Yes, we can all make educated predications, but a pandemic that has touched all corners of the world at the same time is an unknown quantity and just when you think you can safely predict a return to some form of normality it can be dismissed immediately because of the rapid changing nature of what is happening.
In some cases it is quite remarkable – and I suppose admirable – there are certain sectors who believe everything could be back to normal come the last quarter of the year. This is certainly a worrying trend we have seen from events space over the past few weeks.
Yes, the current climate is playing havoc with the live events industry no matter what sector they represent and it’s imperative the companies in it begin to start generating revenue in order for them to survive, and credit to those who are managing to do this to some degree with virtual offerings, but worryingly there are still a number of major players who still believe they will be running live events from September onward and cannot move into a new digital space.
Currently this is tough to do with most governments banning indoor events and even those outdoors are restricted to a low capacity, but in our opinion it’s not the legalities, which are likely to mean very few, if any large scale events, take place for the rest of 2020, it’s the change in behavioural habits, which are likely to stop them happening.

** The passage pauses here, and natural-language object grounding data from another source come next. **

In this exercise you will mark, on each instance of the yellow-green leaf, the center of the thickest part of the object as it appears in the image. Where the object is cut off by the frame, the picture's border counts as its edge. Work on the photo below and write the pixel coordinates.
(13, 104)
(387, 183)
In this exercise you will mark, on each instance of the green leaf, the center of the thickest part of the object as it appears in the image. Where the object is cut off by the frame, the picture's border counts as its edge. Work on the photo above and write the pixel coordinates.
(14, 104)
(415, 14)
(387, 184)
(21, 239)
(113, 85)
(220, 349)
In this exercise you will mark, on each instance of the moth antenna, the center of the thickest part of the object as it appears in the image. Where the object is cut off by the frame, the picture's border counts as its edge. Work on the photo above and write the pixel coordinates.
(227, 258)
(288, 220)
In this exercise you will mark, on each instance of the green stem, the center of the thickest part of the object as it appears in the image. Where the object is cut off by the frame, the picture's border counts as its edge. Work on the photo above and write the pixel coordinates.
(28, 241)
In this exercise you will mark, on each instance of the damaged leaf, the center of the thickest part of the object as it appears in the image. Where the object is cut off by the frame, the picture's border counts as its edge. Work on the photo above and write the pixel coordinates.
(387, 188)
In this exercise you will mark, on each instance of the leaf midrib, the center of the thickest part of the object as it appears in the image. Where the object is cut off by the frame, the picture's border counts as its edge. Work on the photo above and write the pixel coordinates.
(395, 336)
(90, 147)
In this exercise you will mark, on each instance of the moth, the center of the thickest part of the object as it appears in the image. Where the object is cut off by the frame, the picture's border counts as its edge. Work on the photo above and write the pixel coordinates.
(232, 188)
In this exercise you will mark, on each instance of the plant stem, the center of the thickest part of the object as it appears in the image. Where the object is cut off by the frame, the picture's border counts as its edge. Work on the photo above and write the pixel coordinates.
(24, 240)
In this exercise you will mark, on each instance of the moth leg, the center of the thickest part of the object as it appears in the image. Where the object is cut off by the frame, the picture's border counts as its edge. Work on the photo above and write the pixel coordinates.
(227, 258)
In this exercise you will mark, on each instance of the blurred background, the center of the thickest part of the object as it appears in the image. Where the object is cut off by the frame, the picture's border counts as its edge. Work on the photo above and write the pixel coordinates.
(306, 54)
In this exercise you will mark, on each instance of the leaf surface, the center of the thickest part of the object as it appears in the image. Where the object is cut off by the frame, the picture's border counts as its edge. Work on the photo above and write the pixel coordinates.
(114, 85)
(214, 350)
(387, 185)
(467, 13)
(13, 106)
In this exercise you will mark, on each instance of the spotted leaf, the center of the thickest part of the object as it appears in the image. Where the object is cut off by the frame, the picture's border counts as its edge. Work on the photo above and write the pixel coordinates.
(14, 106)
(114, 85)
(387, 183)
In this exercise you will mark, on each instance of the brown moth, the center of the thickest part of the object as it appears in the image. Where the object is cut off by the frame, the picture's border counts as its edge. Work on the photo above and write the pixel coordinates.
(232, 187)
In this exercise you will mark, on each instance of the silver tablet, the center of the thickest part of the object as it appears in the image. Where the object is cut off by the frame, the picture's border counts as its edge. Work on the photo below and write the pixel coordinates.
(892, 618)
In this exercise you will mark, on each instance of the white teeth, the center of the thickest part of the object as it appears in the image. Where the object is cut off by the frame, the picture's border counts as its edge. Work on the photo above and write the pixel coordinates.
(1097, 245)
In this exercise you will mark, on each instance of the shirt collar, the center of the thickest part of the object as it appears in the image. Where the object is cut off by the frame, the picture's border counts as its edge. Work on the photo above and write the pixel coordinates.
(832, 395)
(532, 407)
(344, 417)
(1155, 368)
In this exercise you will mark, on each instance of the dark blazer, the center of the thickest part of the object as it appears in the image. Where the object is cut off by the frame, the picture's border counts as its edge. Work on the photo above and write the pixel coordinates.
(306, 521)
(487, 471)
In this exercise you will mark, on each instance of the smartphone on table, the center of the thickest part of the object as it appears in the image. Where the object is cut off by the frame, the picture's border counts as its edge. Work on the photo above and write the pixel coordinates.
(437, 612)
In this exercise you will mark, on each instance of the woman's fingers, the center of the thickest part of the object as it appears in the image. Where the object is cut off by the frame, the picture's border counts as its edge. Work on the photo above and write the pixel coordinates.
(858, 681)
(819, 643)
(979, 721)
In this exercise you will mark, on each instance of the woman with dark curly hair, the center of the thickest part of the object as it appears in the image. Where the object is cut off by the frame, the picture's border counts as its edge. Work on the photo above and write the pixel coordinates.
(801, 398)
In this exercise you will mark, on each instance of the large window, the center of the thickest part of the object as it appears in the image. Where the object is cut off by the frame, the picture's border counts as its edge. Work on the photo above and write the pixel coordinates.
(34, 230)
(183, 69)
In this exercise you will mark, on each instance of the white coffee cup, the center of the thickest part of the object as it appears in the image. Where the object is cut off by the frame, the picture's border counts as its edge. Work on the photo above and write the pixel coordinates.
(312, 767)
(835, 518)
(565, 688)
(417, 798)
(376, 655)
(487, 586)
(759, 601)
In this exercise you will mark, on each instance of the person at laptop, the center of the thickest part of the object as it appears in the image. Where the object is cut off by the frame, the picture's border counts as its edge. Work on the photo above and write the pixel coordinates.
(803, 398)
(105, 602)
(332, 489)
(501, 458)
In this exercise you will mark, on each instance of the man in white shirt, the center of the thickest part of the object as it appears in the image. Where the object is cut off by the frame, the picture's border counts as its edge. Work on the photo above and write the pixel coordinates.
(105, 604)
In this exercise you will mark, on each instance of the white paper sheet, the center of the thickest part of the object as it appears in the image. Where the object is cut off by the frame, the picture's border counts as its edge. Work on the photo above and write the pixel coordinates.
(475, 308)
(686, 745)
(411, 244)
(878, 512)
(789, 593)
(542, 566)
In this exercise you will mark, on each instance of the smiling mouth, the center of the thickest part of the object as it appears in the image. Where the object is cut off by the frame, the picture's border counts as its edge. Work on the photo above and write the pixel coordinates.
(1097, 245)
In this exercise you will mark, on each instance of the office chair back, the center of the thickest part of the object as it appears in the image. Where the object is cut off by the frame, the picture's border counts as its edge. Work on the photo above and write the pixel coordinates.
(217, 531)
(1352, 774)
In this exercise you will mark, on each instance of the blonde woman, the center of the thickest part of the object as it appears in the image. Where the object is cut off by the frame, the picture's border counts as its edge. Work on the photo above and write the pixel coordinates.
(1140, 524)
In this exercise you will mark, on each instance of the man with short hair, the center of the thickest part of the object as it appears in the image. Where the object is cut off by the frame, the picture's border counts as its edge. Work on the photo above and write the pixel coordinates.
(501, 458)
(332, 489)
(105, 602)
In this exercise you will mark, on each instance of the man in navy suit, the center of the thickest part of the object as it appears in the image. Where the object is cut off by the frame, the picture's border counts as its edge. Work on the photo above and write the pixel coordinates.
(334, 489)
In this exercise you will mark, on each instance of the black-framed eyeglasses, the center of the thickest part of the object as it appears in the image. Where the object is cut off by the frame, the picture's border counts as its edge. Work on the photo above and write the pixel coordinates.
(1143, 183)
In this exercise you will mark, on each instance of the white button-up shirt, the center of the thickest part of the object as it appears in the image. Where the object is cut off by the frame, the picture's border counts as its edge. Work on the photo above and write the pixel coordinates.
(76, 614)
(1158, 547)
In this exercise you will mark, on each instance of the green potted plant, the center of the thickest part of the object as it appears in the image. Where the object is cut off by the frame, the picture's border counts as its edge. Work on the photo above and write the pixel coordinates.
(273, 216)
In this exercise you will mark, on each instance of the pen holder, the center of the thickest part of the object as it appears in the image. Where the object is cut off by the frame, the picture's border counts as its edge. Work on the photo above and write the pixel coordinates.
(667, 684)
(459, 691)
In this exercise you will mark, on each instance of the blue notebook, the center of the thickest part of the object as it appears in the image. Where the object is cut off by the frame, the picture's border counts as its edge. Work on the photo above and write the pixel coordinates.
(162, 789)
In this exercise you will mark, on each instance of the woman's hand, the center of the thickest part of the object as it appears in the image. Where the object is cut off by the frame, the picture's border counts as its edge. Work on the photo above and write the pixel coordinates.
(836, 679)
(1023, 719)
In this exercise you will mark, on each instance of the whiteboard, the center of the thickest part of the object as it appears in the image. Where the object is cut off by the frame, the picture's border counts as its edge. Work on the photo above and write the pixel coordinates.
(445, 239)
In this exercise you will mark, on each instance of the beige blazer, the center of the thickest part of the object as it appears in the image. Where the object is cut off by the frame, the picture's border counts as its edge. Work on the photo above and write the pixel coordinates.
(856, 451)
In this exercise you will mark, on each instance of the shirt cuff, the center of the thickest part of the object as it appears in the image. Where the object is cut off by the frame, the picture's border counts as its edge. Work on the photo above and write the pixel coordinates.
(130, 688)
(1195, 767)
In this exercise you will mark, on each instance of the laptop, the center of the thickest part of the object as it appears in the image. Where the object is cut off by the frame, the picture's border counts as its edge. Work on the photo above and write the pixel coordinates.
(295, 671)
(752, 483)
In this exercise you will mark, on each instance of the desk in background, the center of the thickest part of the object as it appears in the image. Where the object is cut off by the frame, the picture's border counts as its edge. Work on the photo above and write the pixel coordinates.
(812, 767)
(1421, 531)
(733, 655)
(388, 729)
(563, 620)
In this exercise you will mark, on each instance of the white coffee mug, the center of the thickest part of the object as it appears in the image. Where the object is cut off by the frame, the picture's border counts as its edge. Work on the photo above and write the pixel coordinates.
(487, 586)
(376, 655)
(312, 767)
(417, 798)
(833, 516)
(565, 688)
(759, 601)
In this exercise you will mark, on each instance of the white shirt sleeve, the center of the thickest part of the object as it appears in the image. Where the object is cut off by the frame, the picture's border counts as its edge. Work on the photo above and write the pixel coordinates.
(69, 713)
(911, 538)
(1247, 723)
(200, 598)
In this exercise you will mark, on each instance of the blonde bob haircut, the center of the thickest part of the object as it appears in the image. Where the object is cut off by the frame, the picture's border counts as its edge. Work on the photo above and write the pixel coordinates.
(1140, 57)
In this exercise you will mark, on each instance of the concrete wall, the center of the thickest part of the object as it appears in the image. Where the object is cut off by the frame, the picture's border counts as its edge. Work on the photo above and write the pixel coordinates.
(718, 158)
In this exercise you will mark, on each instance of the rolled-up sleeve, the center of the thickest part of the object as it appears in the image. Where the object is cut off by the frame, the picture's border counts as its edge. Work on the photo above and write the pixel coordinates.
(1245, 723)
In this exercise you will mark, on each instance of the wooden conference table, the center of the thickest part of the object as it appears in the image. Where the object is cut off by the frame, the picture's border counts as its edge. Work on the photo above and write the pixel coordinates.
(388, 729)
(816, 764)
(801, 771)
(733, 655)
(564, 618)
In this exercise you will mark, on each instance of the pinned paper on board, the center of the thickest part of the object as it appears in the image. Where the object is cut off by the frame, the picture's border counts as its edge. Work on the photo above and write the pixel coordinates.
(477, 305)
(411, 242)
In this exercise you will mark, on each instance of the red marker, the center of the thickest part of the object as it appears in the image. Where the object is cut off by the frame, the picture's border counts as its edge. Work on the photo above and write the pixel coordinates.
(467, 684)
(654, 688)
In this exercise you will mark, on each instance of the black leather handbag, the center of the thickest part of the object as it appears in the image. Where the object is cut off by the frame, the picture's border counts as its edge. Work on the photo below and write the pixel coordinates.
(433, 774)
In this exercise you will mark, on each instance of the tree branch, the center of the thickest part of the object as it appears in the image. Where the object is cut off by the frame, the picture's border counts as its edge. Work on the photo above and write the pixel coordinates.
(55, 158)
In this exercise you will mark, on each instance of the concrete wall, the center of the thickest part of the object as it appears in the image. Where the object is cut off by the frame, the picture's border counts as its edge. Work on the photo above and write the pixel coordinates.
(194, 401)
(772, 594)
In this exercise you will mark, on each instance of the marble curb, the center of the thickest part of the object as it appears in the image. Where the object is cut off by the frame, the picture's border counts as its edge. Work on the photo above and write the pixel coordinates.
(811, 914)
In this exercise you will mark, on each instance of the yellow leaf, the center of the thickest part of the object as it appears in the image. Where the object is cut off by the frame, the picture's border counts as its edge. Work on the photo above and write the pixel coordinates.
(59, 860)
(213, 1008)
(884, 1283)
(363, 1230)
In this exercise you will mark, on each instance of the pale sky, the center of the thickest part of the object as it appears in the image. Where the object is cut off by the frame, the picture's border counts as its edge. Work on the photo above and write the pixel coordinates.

If you step back and think for a moment how likely are you to risk your own health by putting yourself into a risky situation by mixing with hundreds or thousands of people at an event? It’s the same with the travel industry and whether you would risk your health to fly anywhere. Of course, there will be those that don’t care about either, but having spoken to colleagues, the industry, friends and family the majority of those are not prepared to put themselves at risk for short term gain. There is nothing any event organiser can do to change this, but there are opportunities to potentially ease these fears with certain initiatives of procedures, but the cost of doing these can be huge and take away the essence of live events.
There is no doubt live events will be back and will continue to be a source of connecting, doing business and seeing projects, services and items brought to life that virtual and video calls cannot do, but until there is a vaccine it’s best to be cautious and not think about bringing back large live events from the end of the first quarter of 2021 unless something drastic happens and a vaccine is readily available.
In the advertising sector this decision has been taken out of the hands of many of the organisers of the biggest conferences and events as their biggest revenue clients, the likes of Facebook, Google, Twitter, Adobe and most US adtech companies have banned live event attendance and participation until June 2021, which would leave to big a holes in their revenue to realistically run without making substantial losses.
It is certainly a tricky and tough time, but never before has creativity and the use of virtual solutions been so popular and we believe the result of this combination will see a number of events create a balanced hybrid between virtual and live solutions for the future and beyond.